I think these ideas make the most sense in the auditory domain, particularly language processing, which is well-understood to contain structure at multiple temporal scales. The authors clearly recognize this, as birdsong is in many ways a simple spoken language model. In a more recent frontiers in neuroinformatics paper that is classed as a review but also describes some new results, the authors develop the model and the general argument in the direction of artificial speech recognition, making firmer contact with an already extant literature on hierarchical models in this area.

I think language researchers will be quite comfortable and familiar with the idea that higher order language regions track temporal dependencies at longer time scales; it's almost a truism. This is certainly how I understand the computational role of LIFG / Broca's region in sentence-level syntax, one of the main research foci at the CSLB. I'm not sure how the Zatorreian idea of right hemisphere regions being more specialized for longer-duration auditory features such as prosody and music fits in with the rostro-caudal gradient idea.

A final thought: perhaps there may be some relevance here to 'PASA' - the 'posterior to anterior shift in ageing (Cabeza, Davis, etc.). This refers to the observation that older adults generally engage more anterior and less posterior areas across a range of cognitive functions. This is generally understood in terms of 'compensation', utilizing more 'cognitive resources', or using different 'cognitive strategies'. I personally find these somewhat unsatisfactory as explanatory constructs. One possibility that could be explored, then, is that ageing brings with it a preference towards utilizing slower-changing aspects of the environment to inform perception, decision making, and action.

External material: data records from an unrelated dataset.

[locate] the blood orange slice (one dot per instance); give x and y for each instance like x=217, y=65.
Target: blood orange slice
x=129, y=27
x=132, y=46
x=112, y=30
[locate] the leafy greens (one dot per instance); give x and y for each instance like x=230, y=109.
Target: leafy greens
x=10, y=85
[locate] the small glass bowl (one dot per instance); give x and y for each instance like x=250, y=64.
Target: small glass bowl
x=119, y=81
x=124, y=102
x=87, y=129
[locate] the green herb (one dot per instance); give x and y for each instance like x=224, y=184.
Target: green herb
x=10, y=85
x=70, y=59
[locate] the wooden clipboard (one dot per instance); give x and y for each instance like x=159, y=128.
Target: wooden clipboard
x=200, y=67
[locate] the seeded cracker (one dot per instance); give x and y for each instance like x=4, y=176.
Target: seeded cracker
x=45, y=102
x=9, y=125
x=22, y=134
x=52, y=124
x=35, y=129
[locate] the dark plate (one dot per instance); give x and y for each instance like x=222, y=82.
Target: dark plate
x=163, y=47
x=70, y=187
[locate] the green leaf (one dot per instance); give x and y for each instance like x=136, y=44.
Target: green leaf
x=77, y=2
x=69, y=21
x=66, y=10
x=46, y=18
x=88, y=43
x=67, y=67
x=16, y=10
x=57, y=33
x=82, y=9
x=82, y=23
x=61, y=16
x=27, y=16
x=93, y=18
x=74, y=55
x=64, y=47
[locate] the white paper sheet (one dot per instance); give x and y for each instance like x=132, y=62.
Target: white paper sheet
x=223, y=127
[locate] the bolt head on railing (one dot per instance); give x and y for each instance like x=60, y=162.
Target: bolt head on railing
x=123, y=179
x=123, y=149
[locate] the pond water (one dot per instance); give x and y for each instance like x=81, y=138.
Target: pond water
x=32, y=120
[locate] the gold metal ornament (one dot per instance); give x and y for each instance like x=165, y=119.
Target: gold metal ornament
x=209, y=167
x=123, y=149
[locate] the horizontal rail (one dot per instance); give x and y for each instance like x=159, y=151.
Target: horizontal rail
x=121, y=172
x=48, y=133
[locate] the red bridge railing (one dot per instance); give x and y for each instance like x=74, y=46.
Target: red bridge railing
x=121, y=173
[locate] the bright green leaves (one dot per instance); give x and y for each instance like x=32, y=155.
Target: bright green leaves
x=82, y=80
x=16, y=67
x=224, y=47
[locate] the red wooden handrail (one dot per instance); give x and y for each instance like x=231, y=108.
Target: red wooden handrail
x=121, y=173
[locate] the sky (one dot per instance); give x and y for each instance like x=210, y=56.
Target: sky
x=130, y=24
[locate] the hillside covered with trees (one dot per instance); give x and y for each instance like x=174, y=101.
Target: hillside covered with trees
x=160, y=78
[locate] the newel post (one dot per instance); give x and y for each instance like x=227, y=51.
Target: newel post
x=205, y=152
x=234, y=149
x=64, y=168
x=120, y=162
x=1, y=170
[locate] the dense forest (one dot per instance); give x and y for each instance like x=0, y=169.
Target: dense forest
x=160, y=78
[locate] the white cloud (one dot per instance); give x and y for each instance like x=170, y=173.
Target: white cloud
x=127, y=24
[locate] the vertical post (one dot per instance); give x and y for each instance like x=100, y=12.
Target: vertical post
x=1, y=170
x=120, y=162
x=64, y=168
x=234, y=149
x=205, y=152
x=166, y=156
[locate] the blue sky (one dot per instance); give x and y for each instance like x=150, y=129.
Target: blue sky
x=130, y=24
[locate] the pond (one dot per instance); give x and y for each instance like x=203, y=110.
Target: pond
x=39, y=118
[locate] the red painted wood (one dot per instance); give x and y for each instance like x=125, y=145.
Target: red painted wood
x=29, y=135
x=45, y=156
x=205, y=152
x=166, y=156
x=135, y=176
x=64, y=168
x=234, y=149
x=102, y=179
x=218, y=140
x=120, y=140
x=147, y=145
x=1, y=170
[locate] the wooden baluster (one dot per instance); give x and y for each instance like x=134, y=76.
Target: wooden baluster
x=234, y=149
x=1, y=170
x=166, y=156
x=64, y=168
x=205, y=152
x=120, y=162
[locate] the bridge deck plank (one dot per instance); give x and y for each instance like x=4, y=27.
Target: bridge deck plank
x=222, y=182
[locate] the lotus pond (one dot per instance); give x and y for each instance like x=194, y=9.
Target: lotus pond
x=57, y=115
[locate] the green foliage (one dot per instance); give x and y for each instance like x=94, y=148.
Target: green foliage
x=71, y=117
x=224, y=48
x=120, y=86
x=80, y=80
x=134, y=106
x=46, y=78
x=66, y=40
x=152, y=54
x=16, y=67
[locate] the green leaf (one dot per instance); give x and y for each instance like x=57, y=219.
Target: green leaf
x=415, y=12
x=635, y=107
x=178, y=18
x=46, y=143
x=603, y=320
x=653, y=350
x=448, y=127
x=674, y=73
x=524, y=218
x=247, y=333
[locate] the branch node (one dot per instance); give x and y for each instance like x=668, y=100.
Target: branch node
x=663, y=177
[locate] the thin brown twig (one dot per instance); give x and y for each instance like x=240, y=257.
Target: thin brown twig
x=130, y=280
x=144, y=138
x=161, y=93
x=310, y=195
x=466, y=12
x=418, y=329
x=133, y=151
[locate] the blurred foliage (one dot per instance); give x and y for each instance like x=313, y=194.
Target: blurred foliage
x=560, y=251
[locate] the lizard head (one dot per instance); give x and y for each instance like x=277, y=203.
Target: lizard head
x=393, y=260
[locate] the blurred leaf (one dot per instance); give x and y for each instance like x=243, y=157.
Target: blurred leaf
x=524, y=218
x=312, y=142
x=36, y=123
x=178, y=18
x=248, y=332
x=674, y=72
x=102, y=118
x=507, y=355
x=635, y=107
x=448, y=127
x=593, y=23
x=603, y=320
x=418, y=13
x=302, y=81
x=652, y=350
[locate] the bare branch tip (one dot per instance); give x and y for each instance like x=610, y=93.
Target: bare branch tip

One thing is certain: whether or not the Kiebel et al. slow+fast dynamic hierarchies idea holds sway in teh long term, predictive coding (the less jazzy and more generic uncle of  Fristonian free energy) is very en vogue at the moment, and I suspect will work itself into the core neuroscience dogma before too long.


Main refs:

Kiebel, S.J., Daunizeau, J. & Friston, K.J. A Hierarchy of Time-Scales and the Brain. PLoS Computational Biology 4, 12 (2008).

Kiebel, S.J., Daunizeau, J. & Friston, K.J. Perception and Hierarchical Dynamics. Frontiers in neuroinformatics 3, 9 (2009).
 
Davis, S.W., Dennis, N.A., Daselaar, S.M., Fleck, M.S. & Cabeza, R. Que PASA? The posterior-anterior shift in aging. Cerebral Cortex 18, 1201-1209 (2008).